Four students in a 3D Animation and Digital Design course at Canada’s National Animation and Design Center were told that if their final video project for the semester was able to get 100,000 views on YouTube, they would all earn A+’s.
Eighteen million hits later, that A is a safe bet.
“The assignment was to create a hoax,” says Félix Marquis-Poulin, one of the four students in the course. Marquis-Poulin and his classmates had seven weeks to use animation to create a video that fooled viewers. The four students spent a collective 400 hours producing the 60-second video.
The final video, titled “Golden Eagle Snatches Kid,” was posted on Tuesday evening and quickly went viral. The amazing footage, which showed an eagle swoop down and grab a toddler playing in a park, was covered internationally on Wednesday morning. However, doubts quickly surfaced on social networks.

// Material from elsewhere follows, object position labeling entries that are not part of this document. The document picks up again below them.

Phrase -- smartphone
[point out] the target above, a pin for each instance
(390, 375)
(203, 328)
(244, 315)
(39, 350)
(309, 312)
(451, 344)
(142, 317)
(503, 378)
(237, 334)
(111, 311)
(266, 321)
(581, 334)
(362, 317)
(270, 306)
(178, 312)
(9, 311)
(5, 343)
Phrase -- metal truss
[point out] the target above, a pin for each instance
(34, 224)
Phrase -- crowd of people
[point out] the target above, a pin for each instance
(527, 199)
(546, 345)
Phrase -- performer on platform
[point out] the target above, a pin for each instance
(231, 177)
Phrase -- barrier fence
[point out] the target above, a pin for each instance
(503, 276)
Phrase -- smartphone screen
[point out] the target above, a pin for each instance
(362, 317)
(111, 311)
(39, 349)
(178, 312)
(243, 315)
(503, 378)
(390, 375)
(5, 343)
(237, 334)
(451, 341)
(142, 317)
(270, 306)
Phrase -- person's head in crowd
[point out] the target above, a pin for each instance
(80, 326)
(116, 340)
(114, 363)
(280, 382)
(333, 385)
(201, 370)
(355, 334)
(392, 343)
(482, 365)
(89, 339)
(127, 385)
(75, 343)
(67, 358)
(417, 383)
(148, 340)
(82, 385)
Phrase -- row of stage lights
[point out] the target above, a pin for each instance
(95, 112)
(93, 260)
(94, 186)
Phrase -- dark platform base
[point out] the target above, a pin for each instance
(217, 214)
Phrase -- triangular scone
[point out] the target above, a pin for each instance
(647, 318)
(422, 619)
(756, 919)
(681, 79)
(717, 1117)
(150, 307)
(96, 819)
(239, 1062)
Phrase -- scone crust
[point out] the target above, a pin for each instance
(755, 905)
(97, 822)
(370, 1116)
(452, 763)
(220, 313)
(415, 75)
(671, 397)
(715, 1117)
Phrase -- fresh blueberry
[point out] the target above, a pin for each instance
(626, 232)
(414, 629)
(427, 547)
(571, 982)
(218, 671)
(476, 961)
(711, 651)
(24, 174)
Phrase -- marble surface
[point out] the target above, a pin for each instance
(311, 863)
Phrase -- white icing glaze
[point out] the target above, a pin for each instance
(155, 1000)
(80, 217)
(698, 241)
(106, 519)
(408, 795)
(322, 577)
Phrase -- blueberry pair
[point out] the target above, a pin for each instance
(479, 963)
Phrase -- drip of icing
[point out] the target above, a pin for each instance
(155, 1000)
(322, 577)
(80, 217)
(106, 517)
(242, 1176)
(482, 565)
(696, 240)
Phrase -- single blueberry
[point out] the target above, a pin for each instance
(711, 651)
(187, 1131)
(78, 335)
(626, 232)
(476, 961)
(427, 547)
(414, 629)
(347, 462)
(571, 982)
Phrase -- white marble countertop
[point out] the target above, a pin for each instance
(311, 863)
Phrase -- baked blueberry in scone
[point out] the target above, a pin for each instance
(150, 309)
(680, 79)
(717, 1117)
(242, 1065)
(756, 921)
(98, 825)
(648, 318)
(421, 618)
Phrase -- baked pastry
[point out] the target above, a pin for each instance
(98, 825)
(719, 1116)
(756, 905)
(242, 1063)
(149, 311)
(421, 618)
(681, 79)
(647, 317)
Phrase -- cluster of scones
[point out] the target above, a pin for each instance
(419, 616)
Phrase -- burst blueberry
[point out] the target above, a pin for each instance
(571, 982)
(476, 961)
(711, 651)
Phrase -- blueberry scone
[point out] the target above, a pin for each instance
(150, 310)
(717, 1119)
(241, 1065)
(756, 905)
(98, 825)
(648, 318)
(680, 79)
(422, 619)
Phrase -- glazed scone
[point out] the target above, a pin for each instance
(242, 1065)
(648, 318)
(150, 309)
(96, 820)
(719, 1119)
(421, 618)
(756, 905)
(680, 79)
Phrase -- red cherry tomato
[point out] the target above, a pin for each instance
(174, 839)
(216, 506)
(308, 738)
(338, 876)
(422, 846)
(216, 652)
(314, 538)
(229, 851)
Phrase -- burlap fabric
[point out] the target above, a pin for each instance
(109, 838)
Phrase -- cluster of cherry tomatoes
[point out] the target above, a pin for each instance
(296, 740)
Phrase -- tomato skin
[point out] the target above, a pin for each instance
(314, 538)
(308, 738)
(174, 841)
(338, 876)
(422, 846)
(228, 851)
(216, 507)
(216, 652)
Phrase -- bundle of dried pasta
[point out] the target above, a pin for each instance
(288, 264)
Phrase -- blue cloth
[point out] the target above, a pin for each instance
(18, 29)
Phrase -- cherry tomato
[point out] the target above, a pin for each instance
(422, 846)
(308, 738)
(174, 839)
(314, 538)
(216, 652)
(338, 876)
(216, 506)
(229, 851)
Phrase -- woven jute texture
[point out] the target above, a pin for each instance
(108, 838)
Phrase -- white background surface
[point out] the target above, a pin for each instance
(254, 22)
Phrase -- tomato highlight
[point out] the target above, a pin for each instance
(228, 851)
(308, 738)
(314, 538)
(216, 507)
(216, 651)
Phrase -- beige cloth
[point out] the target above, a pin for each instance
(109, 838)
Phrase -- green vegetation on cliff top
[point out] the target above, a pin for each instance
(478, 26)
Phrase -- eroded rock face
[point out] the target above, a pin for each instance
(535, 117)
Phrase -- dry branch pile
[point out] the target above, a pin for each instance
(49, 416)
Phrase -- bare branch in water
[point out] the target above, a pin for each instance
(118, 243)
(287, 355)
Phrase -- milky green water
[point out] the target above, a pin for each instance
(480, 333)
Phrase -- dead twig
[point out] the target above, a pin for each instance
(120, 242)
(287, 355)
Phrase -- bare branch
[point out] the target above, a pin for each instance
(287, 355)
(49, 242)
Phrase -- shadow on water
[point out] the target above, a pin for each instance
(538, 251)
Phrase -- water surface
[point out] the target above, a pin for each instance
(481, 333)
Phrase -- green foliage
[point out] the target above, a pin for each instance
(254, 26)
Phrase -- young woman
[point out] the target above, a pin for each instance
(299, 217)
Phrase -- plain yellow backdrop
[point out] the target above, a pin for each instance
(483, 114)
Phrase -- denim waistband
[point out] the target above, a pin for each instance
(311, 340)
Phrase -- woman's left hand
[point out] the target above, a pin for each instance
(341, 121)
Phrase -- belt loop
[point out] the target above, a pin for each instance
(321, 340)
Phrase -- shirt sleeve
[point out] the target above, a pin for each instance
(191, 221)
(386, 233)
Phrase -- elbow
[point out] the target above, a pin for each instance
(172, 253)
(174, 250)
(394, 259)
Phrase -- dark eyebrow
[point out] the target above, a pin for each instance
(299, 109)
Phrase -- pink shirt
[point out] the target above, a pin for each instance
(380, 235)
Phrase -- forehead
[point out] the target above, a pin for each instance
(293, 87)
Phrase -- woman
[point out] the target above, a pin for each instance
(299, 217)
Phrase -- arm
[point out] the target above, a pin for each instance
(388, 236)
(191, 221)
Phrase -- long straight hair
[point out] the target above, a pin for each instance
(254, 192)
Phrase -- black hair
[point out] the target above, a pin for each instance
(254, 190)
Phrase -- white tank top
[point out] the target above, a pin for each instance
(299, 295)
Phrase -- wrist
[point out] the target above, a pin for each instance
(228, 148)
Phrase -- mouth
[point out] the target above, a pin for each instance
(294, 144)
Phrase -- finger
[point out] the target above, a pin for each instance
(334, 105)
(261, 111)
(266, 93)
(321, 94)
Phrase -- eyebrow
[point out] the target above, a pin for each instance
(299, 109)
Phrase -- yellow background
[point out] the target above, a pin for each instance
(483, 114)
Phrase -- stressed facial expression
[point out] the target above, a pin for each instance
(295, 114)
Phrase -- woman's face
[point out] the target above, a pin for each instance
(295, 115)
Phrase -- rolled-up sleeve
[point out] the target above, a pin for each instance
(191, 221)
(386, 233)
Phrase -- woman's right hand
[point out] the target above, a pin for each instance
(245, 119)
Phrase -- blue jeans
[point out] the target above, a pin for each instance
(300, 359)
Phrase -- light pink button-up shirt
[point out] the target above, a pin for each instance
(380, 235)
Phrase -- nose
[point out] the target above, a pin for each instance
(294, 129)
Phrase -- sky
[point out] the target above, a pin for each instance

I lived in Montreal for 25 yrs and never seen an Eagle, let alone a baby snatching one. That’s unfair.
— Evy(@Zooomingevy) December 19, 2012
I’m now working on a screenplay about a baby who is raised by an eagle after being abducted from a park in Montreal. Nobody steal my idea.
— aaronwherry (@aaronwherry) December 19, 2012
I am not convinced that the viral video of the eagle picking up a baby in montreal is completely genuine… may be a viral ad? Idk
— Andrew Ramsaran (@djmashup2009) December 19, 2012
By the time the school issued a press release on Wednesday, the video had garnered over 1.2 million views. “We were expecting a little bit of views in Montreal, around Quebec, but not that much,” said Marquis-Poulin.